In a February 20th Forbes article, Peter Ubel posted an email exchange he had with Richard Thaler, one of the founders of the field of behavioral economics. In it, Thaler remarks:
I certainly agree that the definition of behavioral economics has been abused.
Thaler's gripe comes down to a few things:
- A nudge is not always an example of behavioral economics (and vice versa)
- People often mistake examples of social psychology for behavioral economics
- People without formal training (a PhD in economics) are labeling themselves as behavioral economists
I agree with Thaler that all three of his points are common, and that they're all problems. But I wonder if the "abused" issue goes a bit further? The definition of behavioral economics may have been abused partly because it doesn't seem like it's ever been that well-defined. And if a term isn't well-defined, won't people be more likely to (unintentionally) abuse it?
To be clear, there are many definitions of behavioral economics out there. But my criticism stems from a lack of specificity within most of these definitions - most only go so far as to define the field as either an explanation of "irrational behavior," or that it's simply a modification of economics with principles of psychology.
Knowing that behavioral economics is an attempt to make economic models more accurate with insights from psychology isn't very descriptive, though (and this doesn't get rid of the blank look on the faces of my friends when I explain what I do...). Can we develop a framework from this? Based off of all of the research to-date, what's the more descriptive definition?
let's take a look at Some definitions OF B.E. over the past fifteen years
2000: Richard Thaler and Sendhil Mullainathan published 'Behavioral Economics,' where they partly defined it as:
"...three important ways in which humans deviate from the standard economic model. Bounded rationality... Bounded willpower... Bounded self-interest..."
2002: Colin Camerer and George Loewenstein released 'Behavioral Economics: Past, Present, and Future,' where they roughly echoed this partial definition:
"Other assumptions simply acknowledge human limits on computational power, willpower, and self-interest."
2006: Erik Angner and George Loewenstein wrote in their own 'Behavioral Economics:'
"...behavioral economics emerged in reaction to the notion that entities like cognitive and affective states cannot be directly observed... [it] emerged in reaction to neoclassical economics..."
"We coined the term ‘behavioural insights’ in 2010 to help bring together ideas from a range of inter-related academic disciplines (behavioural economics, psychology, and social anthropology). These fields seek to understand how individuals take decisions in practice and how they are likely to respond to options."

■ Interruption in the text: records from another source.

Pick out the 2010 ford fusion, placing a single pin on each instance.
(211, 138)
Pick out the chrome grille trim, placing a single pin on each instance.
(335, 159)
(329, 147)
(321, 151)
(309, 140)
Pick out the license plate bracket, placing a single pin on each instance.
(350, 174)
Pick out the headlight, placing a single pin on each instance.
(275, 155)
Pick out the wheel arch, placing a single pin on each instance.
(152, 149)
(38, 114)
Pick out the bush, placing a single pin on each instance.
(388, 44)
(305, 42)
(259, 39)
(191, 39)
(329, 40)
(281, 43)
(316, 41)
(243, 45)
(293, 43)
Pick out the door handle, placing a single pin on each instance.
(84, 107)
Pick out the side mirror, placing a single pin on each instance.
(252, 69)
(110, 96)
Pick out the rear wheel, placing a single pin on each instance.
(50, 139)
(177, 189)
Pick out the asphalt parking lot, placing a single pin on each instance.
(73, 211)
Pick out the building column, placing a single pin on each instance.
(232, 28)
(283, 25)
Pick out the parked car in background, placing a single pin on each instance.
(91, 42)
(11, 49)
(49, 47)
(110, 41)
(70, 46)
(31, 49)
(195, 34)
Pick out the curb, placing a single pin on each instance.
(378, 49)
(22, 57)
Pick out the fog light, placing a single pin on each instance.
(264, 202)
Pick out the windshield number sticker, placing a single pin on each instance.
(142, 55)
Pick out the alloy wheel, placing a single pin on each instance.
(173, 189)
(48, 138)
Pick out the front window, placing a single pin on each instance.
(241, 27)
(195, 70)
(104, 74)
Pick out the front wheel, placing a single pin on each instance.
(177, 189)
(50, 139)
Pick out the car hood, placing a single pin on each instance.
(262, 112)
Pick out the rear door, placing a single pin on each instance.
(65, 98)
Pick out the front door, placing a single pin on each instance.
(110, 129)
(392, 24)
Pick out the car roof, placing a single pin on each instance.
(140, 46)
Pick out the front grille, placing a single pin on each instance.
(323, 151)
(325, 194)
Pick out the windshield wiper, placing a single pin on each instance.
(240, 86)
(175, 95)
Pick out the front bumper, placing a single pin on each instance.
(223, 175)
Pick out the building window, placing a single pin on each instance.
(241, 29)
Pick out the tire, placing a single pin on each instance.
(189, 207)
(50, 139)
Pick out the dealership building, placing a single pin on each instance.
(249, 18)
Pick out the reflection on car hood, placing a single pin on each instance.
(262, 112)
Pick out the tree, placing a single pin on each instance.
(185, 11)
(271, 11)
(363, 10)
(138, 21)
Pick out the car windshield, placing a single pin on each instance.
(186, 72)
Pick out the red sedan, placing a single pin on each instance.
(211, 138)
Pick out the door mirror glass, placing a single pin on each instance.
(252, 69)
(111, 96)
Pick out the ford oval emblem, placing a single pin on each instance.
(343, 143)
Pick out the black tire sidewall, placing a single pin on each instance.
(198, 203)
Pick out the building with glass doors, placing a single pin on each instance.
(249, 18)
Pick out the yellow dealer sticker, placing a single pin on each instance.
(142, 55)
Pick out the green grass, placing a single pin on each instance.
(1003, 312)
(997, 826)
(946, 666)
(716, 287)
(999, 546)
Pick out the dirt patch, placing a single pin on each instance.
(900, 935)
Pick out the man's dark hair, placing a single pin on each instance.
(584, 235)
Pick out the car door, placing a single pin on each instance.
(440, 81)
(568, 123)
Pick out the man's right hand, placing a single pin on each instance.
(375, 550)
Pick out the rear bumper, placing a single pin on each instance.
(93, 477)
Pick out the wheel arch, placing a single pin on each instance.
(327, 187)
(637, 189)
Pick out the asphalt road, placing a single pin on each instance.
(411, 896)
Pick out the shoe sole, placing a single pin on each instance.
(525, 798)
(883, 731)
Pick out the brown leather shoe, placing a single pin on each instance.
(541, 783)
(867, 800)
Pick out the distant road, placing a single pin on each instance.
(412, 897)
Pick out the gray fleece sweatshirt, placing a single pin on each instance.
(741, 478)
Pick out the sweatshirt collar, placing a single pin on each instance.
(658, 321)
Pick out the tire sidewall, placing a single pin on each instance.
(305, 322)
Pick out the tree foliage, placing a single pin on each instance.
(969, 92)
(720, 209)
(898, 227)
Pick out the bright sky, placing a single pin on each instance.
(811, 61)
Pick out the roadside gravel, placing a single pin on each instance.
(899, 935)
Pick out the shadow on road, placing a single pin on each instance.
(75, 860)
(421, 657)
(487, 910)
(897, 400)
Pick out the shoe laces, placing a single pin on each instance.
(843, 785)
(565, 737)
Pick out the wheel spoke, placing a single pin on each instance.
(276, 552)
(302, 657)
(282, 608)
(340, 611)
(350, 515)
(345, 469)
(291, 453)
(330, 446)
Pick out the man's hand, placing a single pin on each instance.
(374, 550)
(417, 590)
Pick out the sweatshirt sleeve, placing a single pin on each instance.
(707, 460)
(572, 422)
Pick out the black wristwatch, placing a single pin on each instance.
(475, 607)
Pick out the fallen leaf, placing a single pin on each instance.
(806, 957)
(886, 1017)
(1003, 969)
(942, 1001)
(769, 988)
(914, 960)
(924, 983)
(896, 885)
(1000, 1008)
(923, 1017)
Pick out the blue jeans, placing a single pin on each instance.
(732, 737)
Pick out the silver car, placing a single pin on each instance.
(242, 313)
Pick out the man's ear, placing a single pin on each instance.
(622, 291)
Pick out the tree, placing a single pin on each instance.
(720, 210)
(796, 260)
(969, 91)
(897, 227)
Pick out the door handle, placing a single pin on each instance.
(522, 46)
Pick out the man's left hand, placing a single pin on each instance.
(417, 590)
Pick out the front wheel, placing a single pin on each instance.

2013: The ideas42 folks authored a short paper with CGD on what behavioral economics isn't:
"Behavioral economics is not about controlling behavior... is not liberal (or conservative)... is not about irrationality. ...Behavioral economists study how the context of decisions interacts with our expanding understanding of human psychology."
So where does this leave us?
I made this point in December, and Colin Camerer repeated the definition from his 2002 paper:
I agree with Colin (especially since he has 1,000x the credibility as me). This is really the only "framework" I've stumbled across - and it seems to originate from Dick and Sendhil's earlier-referenced 2000 paper 'Behavioral Economics.' That is, behavioral economics helps us to understand that, under situations of economic decision-making, there are significant limits to:
- Cognitive function / computation
But under a 2015 lens, this framework holds up in some places, and might be somewhat lacking in others. Limits to "rationality" and "cognitive function / computation" translate to heuristic-based decision-making and the various cognitive biases that come from it (think most of Kahneman's work). So that fits nicely.
"Bounded willpower" covers the concept of the intention-action gap (Ex: I have the "intention" to go to the gym five days a week, but do I actually consistently do those "actions?"), and is a hot topic in many domains (see Ben Castleman & Lindsay Page's fantastic work in education, or Katy Milkman's work in various topics as stellar examples). But I'd argue that this piece of the framework could be better described as general limitations on self-control, not just willpower (willpower assumes an intention, self-control doesn't necessarily).
Further, "bounded self-interest" stems mainly from findings in behavioral game theory (h/t Matt Darling), and doesn't translate very well to the expansive work that's been done with respect to integrating social psychology into economics. For example, where does something like affective decision-making fall?
So that leaves us with?
- We often use simple rules of thumb when making decisions (heuristics), which can elicit cognitive biases
- There are limits to our own self-control
- We are often significantly influenced by various social contexts
I actually feel pretty comfortable with this as a general, basic framework, but I'd be very curious to hear about other frameworks people use or have seen. Has anyone else come across other definitions? Is a framework even appropriate?
*UPDATE: Erik Angner remarked that his definition of behavioral economics in his and Loewenstein's 2004 paper is actually this:
These days, as it is typically employed, “behavioral economics” refers to the attempt to increase the explanatory and predictive power of economic theory by providing it with more psychologically plausible foundations. By "psychologically plausible" we mean consistent with the best available psychology.
I think this is the definition, but as I mentioned above, what I'm pushing for is a framework to better capture what behavioral economics specifically tells us.